Progress Report 3


This time we start with a pisces symbol.
>> [pisces,map1] = gifread('pisces.gif');
>> colormap(gray(max(max(pisces))));
>> image(pisces)

Our template will now be one of the fish.
>> fish=pisces(1:20,1:90);
>> colormap(gray(max(max(fish))));
>> image(fish)

Picture Adjustment
>> pisces=pisces-1;
>> fish=fish-1;

Straight 2-D convolution: normalization numerator.
>> TwoDConv = conv2(pisces,fish);
>> colormap(gray(max(max(TwoDConv))));
>> image(TwoDConv);

Denominator calculation.
>> piscessqr=pisces.^2;
>> flat=ones(size(fish));
>> norml = conv2(piscessqr,flat);
>> rtnorml = norml .^ 0.5;
>> colormap(gray(max(max(rtnorml))));
>> image(rtnorml);

Remove problem with division by zero.
>> rtnorml = rtnorml + .1;
>> cnvnorm = TwoDConv ./ rtnorml;
>> colormap(gray(max(max(cnvnorm))));
>> image(cnvnorm);

That's pretty hard to tell. We use thresholding to isolate our image.
>> [a,b]=size(cnvnorm); >> most=max(max(max(cnvnorm))); >> for rows=1:a for cols=1:b if (cnvnorm(rows,cols)<(most-1)) cnvnorm(rows,cols)=0; end end end >> colormap(gray(2));
>> image(cnvnorm);

Hmm..that's wierd! I guess maybe the 2D conv flips stuff around, and we just didn't see that because the movie reels and the box were all symmetric. Let me double-check by testing the second fish in the image.

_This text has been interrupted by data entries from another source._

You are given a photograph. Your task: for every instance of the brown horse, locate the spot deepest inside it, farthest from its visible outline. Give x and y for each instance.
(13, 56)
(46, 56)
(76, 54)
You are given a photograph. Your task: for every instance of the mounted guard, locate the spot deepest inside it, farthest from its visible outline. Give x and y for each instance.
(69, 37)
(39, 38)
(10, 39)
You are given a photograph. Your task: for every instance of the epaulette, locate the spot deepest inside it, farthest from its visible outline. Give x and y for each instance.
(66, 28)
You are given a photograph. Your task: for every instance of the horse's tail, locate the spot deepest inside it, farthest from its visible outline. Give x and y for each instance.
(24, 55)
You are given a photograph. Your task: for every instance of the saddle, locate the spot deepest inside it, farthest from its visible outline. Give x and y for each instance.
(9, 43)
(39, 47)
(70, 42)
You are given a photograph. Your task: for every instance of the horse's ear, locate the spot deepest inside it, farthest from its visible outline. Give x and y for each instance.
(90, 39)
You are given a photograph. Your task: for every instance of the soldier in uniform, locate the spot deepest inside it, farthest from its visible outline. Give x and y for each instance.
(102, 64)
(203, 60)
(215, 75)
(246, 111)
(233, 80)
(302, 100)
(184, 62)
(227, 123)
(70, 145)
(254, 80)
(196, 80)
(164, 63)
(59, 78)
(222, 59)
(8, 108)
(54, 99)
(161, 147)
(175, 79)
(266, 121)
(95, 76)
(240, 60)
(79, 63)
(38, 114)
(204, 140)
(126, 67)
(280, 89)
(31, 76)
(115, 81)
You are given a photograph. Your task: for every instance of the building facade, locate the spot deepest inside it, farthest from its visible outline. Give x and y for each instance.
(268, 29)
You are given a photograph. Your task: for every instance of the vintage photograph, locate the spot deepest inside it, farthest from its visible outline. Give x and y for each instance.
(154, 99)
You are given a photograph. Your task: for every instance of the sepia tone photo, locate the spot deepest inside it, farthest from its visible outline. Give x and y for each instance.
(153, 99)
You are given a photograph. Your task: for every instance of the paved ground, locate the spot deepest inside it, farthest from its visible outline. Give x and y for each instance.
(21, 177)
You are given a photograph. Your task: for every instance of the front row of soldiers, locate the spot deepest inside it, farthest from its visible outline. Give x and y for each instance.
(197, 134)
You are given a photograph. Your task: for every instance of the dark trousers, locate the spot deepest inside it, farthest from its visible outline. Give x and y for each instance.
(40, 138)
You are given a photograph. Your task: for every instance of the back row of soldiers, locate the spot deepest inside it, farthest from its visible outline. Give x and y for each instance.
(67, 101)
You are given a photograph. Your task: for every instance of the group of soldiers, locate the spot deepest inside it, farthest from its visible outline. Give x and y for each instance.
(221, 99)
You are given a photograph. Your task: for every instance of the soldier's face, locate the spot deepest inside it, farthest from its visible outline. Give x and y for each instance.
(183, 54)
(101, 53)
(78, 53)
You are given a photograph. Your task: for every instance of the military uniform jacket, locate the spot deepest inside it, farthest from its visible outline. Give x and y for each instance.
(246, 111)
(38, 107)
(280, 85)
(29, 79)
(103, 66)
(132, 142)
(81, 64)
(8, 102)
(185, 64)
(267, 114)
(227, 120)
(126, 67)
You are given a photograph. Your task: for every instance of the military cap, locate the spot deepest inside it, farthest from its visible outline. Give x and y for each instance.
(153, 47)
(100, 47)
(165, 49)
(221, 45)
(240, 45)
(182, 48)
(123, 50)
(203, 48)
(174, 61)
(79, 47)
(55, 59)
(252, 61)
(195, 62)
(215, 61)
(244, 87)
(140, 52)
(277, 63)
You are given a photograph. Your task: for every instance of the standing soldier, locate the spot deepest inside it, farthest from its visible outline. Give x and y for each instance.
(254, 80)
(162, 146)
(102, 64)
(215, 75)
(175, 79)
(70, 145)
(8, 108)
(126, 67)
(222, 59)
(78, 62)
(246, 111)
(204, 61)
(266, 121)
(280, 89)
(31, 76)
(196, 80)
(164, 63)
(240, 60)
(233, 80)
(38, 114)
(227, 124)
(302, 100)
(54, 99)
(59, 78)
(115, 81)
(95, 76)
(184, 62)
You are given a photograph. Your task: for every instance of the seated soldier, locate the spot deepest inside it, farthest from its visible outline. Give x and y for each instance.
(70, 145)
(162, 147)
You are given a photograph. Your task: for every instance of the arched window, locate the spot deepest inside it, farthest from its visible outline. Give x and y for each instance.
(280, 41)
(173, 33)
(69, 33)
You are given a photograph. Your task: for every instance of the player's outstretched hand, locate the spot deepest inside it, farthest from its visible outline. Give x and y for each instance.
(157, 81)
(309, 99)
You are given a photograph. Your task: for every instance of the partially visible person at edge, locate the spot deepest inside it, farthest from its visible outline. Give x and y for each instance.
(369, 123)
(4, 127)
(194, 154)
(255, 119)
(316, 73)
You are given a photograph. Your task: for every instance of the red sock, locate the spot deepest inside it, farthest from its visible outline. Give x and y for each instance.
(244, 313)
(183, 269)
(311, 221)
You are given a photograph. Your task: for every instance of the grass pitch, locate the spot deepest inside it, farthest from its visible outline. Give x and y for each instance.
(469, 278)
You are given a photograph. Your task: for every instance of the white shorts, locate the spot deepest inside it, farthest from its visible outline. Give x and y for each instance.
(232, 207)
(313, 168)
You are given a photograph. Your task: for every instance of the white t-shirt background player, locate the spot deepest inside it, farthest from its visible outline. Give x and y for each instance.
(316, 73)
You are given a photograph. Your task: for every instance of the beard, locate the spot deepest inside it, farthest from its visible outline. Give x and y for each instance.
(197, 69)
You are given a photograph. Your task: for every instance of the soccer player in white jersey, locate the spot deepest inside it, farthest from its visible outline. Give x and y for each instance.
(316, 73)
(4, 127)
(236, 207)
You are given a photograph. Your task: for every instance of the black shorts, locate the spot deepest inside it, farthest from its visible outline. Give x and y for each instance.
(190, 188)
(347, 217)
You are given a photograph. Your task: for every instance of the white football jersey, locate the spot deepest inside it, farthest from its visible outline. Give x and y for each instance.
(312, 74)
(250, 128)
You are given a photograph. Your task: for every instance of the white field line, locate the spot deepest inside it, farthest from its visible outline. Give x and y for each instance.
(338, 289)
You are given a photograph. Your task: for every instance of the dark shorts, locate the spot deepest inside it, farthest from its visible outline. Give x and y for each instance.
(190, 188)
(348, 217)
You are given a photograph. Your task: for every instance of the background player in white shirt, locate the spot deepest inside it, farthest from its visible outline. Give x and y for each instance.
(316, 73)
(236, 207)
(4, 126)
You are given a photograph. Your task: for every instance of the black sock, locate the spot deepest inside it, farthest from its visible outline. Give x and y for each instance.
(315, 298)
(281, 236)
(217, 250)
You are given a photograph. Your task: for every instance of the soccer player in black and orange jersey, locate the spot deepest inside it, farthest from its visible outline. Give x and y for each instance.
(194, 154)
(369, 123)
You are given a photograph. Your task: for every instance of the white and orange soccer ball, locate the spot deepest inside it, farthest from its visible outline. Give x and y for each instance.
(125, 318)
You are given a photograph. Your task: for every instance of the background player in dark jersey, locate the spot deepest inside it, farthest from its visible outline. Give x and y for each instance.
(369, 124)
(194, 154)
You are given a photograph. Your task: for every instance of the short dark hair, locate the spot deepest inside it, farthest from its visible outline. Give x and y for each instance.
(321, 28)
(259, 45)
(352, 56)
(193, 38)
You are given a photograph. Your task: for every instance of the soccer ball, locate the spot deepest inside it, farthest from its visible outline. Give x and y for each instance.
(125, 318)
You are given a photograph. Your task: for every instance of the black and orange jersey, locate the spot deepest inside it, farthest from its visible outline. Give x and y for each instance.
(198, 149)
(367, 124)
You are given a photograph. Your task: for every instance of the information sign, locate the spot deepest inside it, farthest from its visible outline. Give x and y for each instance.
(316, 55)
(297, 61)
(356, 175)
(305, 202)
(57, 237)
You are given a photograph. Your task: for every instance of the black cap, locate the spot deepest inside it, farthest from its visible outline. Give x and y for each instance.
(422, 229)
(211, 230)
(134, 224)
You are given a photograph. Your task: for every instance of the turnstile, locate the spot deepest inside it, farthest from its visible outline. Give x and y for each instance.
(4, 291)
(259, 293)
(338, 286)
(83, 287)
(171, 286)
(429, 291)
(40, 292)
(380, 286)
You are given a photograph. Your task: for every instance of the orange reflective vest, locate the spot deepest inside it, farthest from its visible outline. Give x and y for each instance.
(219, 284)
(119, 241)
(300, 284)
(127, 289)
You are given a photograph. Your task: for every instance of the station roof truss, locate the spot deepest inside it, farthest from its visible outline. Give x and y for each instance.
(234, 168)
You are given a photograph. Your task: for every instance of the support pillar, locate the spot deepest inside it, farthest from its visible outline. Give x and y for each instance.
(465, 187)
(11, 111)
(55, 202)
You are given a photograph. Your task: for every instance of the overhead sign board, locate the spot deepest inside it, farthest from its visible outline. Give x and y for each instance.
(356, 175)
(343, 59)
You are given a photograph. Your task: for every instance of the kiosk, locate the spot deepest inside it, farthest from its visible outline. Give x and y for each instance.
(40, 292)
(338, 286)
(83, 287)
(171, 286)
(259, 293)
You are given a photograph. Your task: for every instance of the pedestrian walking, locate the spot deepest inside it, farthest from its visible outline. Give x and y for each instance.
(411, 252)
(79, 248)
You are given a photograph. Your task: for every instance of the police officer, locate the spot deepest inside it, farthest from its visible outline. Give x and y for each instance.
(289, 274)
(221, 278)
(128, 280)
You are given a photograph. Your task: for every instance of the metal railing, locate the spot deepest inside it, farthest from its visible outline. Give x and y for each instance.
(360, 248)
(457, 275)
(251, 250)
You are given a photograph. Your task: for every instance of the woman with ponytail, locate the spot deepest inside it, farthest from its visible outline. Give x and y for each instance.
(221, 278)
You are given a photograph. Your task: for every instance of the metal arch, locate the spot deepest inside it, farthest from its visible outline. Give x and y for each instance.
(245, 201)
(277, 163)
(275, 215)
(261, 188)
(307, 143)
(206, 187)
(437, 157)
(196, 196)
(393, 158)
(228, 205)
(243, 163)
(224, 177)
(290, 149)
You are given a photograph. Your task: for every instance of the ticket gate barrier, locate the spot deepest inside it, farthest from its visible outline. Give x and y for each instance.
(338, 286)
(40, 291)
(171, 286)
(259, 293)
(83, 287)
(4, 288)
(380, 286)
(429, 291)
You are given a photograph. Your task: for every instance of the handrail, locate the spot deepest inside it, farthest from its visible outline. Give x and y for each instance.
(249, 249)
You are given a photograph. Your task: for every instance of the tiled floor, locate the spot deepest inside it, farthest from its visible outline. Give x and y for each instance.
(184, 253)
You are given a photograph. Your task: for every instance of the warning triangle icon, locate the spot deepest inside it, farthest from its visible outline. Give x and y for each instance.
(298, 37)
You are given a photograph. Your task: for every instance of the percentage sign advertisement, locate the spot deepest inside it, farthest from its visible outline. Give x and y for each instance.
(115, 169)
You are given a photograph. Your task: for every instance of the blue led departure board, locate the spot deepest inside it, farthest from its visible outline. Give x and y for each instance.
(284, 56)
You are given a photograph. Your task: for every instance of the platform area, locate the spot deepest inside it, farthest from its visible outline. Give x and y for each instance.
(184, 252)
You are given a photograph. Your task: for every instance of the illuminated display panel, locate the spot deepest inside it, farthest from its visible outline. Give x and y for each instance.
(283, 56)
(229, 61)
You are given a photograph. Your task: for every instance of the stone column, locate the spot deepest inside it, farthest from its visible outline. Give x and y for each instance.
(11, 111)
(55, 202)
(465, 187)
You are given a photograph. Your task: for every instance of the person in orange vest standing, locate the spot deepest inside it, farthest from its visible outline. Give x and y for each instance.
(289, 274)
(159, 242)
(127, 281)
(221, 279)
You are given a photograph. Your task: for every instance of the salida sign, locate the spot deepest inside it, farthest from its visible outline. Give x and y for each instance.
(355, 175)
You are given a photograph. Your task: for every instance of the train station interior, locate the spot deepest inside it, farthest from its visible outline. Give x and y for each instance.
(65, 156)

We start with the same pisces symbol.
>> [pisces,map1] = gifread('pisces.gif');
>> colormap(gray(max(max(pisces))));
>> image(pisces)

Our template will now be the other fish.
>> fish2=pisces(25:43,5:90);
>> colormap(gray(max(max(fish2))));
>> image(fish2)

>> pisces=pisces-1;
>> fish2=fish2-1;

>> TwoDConv = conv2(pisces,fish2);
>> colormap(gray(max(max(TwoDConv))));
>> image(TwoDConv);


>> piscessqr=pisces.^2;
>> flat=ones(size(fish2));
>> norml = conv2(piscessqr,flat);
>> rtnorml = norml .^ 0.5;
>> colormap(gray(max(max(rtnorml))));
>> image(rtnorml);

>> rtnorml = rtnorml + .1;
>> cnvnorm = TwoDConv ./ rtnorml;
>> colormap(gray(max(max(cnvnorm))));
>> image(cnvnorm);

>> [a,b]=size(cnvnorm); >> most=max(max(max(cnvnorm))); >> for rows=1:a for cols=1:b if (cnvnorm(rows,cols)<(most-1)) cnvnorm(rows,cols)=0; end end end >> colormap(gray(2));
>> image(cnvnorm);

Okay, that proves it. Our methodology looks for the flipped image! It's good that it finds it, though!